Rating
Reviews and Comments
Divine Secrets of the Ya-Ya Sisterhood is light and breezy, a fun little trifle for consumers of melodramatic TV movies. It looks good, the stars look better, and there are some good lines in it. But can anybody take it seriously? It exists in an utterly fabricated world. It is one thing, for example, for a movie or television show to wrap up the problems of the world in a couple of hours. It is another when the characters themselves expect this to happen. The plot? Three old ladies kidnap the daughter of a fourth, in hopes that they can get the two on speaking terms again.
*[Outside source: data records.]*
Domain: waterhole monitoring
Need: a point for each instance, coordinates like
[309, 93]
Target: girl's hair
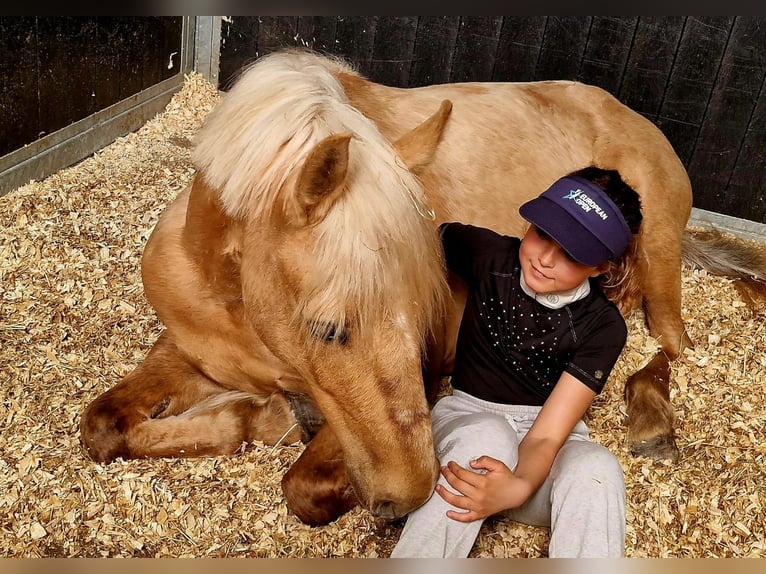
[620, 279]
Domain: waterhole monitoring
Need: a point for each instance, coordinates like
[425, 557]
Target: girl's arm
[482, 495]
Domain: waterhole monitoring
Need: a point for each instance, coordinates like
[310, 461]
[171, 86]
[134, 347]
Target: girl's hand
[482, 494]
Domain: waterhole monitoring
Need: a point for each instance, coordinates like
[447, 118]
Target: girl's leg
[459, 435]
[583, 503]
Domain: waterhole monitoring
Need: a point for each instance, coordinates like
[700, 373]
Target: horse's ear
[321, 179]
[417, 147]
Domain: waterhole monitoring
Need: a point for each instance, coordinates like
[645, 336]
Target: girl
[537, 342]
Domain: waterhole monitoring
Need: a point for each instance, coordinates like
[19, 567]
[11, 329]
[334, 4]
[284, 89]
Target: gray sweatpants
[582, 501]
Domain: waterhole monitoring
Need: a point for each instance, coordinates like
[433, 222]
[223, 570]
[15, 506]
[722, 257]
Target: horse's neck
[211, 239]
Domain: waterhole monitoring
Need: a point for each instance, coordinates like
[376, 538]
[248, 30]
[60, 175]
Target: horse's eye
[328, 332]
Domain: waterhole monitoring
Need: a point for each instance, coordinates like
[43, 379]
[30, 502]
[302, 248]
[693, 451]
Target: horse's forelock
[262, 129]
[375, 254]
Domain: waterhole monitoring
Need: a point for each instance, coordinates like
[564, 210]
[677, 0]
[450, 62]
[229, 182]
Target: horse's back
[506, 142]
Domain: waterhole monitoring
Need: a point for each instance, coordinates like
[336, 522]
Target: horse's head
[341, 267]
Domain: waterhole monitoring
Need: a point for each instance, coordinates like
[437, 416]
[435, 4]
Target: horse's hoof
[659, 448]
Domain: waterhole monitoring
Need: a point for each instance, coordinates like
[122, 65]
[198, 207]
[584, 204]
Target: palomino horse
[301, 282]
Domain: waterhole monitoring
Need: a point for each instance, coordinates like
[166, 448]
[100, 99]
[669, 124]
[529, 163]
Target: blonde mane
[375, 255]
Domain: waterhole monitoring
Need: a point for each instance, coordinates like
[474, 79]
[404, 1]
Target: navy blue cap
[581, 218]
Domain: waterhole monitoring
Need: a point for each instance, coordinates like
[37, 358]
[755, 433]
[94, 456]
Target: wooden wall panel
[19, 110]
[518, 49]
[697, 62]
[728, 114]
[700, 79]
[475, 49]
[57, 70]
[648, 68]
[434, 50]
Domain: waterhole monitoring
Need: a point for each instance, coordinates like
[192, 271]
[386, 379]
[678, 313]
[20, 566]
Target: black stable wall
[56, 70]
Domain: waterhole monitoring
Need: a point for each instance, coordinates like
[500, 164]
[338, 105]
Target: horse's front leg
[316, 488]
[167, 407]
[650, 414]
[651, 418]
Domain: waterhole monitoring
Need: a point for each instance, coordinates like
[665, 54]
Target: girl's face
[547, 267]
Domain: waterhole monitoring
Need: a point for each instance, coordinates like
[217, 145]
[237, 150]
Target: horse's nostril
[386, 509]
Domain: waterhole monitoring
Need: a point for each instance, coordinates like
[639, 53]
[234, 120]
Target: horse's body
[301, 271]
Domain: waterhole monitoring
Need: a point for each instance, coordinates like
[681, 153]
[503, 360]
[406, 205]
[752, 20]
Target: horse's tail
[724, 255]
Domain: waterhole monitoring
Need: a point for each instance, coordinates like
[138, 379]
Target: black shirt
[510, 348]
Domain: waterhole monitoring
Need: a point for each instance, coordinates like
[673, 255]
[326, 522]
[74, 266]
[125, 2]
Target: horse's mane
[374, 254]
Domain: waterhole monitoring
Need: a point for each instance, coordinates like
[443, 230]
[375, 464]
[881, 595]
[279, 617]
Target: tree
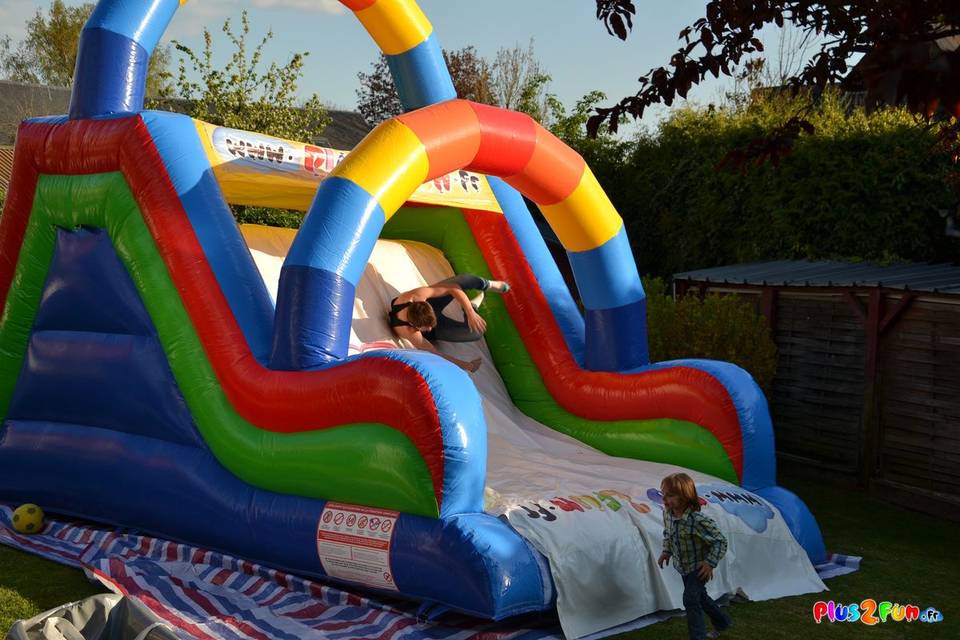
[48, 53]
[520, 82]
[241, 96]
[514, 80]
[892, 35]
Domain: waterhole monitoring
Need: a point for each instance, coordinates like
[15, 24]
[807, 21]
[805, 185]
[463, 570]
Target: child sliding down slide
[417, 315]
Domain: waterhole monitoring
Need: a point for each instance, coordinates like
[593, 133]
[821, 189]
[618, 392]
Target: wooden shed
[867, 388]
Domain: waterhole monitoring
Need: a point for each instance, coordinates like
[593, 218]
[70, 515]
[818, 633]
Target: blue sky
[570, 43]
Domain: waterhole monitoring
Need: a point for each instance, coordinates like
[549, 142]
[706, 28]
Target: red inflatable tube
[376, 390]
[681, 393]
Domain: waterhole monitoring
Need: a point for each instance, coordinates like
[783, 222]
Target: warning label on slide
[354, 543]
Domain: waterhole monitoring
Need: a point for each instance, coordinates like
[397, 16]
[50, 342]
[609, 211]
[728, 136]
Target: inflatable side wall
[146, 379]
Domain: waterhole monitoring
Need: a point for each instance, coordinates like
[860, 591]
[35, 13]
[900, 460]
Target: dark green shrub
[271, 217]
[718, 327]
[864, 187]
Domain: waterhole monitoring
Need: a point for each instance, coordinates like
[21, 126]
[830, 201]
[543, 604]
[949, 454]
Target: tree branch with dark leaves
[890, 33]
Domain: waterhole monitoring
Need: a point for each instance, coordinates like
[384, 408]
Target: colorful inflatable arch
[148, 380]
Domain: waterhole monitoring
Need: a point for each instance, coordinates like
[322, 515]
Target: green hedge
[718, 327]
[864, 187]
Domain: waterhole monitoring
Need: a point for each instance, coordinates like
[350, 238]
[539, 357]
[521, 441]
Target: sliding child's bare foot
[498, 286]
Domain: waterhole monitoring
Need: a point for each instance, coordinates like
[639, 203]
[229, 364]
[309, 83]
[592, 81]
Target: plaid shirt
[692, 538]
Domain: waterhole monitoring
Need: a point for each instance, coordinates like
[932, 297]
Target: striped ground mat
[213, 596]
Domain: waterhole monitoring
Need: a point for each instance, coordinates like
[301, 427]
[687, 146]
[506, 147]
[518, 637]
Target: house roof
[937, 278]
[19, 101]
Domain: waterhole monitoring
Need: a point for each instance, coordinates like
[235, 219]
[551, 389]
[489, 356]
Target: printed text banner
[259, 170]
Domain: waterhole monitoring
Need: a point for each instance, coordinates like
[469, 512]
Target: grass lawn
[908, 558]
[29, 584]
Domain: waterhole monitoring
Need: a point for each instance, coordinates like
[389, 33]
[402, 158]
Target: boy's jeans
[696, 602]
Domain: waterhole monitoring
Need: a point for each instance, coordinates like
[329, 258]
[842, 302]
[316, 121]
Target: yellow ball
[28, 518]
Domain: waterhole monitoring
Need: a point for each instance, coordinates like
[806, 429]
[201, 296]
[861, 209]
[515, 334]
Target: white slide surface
[597, 518]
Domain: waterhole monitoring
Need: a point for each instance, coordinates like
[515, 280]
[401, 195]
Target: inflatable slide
[162, 369]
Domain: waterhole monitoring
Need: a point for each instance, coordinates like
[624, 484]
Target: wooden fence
[867, 389]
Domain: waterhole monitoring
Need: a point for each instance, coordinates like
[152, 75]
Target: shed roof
[938, 278]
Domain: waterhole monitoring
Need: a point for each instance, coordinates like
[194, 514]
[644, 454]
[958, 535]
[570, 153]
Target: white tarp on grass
[597, 518]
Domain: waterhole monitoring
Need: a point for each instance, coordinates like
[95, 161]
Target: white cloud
[313, 6]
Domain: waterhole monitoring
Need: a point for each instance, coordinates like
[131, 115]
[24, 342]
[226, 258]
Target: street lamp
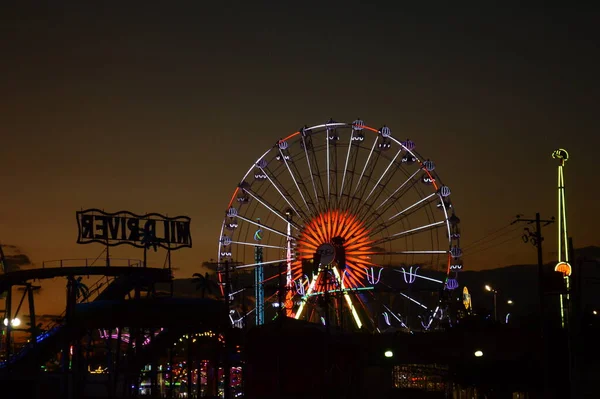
[495, 292]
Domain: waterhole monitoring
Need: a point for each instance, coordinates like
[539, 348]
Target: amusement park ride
[342, 224]
[121, 324]
[339, 224]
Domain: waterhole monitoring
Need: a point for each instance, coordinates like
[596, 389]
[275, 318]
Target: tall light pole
[563, 266]
[495, 292]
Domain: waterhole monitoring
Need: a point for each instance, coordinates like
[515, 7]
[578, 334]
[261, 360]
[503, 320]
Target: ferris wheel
[344, 225]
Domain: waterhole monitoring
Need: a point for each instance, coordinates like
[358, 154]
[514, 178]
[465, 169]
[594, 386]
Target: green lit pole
[563, 266]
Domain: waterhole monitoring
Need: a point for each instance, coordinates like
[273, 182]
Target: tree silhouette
[82, 291]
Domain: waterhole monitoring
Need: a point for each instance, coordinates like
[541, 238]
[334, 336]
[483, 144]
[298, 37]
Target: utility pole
[536, 238]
Actually, I don't object to this premise on principle. The right kind of comedy can do this right. But given that Divine Secrets fails, the premise does look a little foolish. The real problem is the character of the mother, played by Ellen Burstyn in the present and Ashley Judd in flashbacks. Particularly in the flashbacks, this character alternates between Best Mom and Worst Mom. The two are so drastically different, and the transitions never really seen, that it's difficult to reconcile the two. Her eldest daughter has grown up to be resentful, justifiably it would seem, but she is ignorant of information that would explain her memories. The movie gears up to this big revelation, her mother's dark secret. I won't say what it is; suffice it to say that it's what we have already known all along, only maybe it's not her fault, except...I'm not sure the big secret actually explains as much as the movie suggests it should, because the real behavioral problem began long before the secret accounts for. In any case, the revelations come too late: by that time, the movie has already asked us to place sympathies in all the wrong places.
There comes a point when I grow tired of weepy dramas about terminally dysfunctional people. Normal people are interesting enough -- more interesting, I would argue, since even the weirdest people are still going to relate more to an everyman (everywoman?) on the screen than a whacko with colorful quirks. Dysfunction can work in stories, of course, but not when it is employed so transparently as a means to create a conflict and pave the road by which a plot can resolve it.
The film was directed by Callie Khouri, who wrote Thelma & Louise, a movie that celebrated crime so long as it was committed in the name of feminism. Divine Secrets of the Ya-Ya Sisterhood is less offensive, but the message is clear: the men in this film exist to be involved with their women, nothing more. It's a shame to see James Garner wasted in this role; on the other hand, he does have one of the film's best scenes (a simple chat with his daughter; nothing impressive so much as congenial and true) so that's something, in any case. I comment on the film's views of the sexes by way of observation more than criticism. Still, unlike some films that are naturally about men or women and not the other, this one excludes men unrealistically.